Het hof heeft verder overwogen dat de appellant ook een eigen schuld heeft, omdat hij niet tijdig heeft ontdekt dat hij geen uitkering had ontvangen voor bepaalde schadeposten. De aansprakelijkheid van AFAB is vastgesteld, maar het hof heeft geoordeeld dat de schadeverdeling moet plaatsvinden op basis van de mate van schuld van beide partijen. Uiteindelijk is besloten dat de appellant 65% van de schade vergoed krijgt, terwijl 35% voor zijn eigen rekening komt.

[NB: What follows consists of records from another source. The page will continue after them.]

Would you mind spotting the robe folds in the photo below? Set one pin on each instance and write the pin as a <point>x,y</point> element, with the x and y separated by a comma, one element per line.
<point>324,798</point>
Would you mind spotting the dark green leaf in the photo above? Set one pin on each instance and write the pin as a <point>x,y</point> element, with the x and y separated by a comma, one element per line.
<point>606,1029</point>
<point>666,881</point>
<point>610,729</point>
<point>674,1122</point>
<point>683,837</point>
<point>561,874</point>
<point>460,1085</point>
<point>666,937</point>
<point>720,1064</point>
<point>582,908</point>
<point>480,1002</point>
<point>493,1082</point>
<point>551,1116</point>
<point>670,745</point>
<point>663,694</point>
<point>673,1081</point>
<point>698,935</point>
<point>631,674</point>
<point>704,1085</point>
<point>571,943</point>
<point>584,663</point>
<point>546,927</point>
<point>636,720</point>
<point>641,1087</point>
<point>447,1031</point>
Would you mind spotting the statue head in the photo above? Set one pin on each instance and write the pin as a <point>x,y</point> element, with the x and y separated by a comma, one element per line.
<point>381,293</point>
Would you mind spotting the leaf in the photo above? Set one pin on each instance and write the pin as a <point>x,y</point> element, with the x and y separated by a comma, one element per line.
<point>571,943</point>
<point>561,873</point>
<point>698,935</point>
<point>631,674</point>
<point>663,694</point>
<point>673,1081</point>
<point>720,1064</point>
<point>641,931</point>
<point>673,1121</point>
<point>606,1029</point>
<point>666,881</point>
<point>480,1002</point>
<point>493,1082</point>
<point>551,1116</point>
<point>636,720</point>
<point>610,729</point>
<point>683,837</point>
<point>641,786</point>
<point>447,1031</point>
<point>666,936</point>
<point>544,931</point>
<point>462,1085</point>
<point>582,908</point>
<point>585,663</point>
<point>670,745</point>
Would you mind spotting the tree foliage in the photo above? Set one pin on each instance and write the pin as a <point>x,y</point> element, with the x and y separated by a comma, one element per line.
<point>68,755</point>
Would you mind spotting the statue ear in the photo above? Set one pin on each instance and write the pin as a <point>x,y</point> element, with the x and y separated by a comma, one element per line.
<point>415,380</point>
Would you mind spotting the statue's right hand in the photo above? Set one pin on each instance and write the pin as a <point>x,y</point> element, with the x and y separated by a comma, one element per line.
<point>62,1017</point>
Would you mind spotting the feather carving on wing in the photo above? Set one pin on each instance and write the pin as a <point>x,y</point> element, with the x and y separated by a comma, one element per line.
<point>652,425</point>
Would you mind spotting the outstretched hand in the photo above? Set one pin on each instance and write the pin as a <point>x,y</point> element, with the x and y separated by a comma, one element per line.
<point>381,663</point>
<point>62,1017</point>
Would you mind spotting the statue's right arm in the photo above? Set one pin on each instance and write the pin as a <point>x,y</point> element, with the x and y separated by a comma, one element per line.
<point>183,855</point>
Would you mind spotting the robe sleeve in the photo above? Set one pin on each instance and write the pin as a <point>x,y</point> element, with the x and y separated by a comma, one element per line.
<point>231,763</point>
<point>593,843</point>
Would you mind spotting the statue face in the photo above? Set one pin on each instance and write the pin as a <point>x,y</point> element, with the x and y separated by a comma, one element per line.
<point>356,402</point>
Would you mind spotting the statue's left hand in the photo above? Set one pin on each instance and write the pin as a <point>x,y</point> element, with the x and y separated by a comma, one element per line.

De uitspraak benadrukt de zorgplicht van assurantietussenpersonen en de noodzaak om adequaat te informeren over de afwikkeling van schadeclaims. Het hof heeft de vordering van de appellant deels toegewezen en AFAB veroordeeld tot betaling van een bedrag van € 4.137,76, vermeerderd met wettelijke rente vanaf een bepaalde datum. De kosten van het geding zijn ook aan AFAB opgelegd, aangezien zij grotendeels in het ongelijk zijn gesteld.

Uitspraak

GERECHTSHOF AMSTERDAM

afdeling civiel recht en belastingrecht, team I
zaaknummer: 200.128.216/01
zaak- / rolnummer rechtbank: 571482 / CV EXPL 12-11326
arrest van de meervoudige burgerlijke kamer van 21 oktober 2014
inzake
[appellant],
handelende onder de naam [X],
wonende te [woonplaats 1],
appellant,
advocaat: mr. R.H. Kuiper te Zoetermeer,
tegen:

1.de vennootschap onder firma A.F.A.B. VERZEKERINGEN V.O.F.,

gevestigd te Nieuw-Vennep, gemeente Haarlemmermeer,
2.
[geintimeerde sub 2],
wonende te [woonplaats 2], gemeente [gemeente],
3.
[geintimeerde sub 3],
wonende te [woonplaats 2], gemeente [gemeente],
geïntimeerden,
advocaat: mr. G. Kalsbeek te Amsterdam.
Partijen worden hierna [appellant], AFAB, [geintimeerde sub 2] en [geintimeerde sub 3] genoemd. Geïntimeerden worden gezamenlijk met AFAB c.s. aangeduid.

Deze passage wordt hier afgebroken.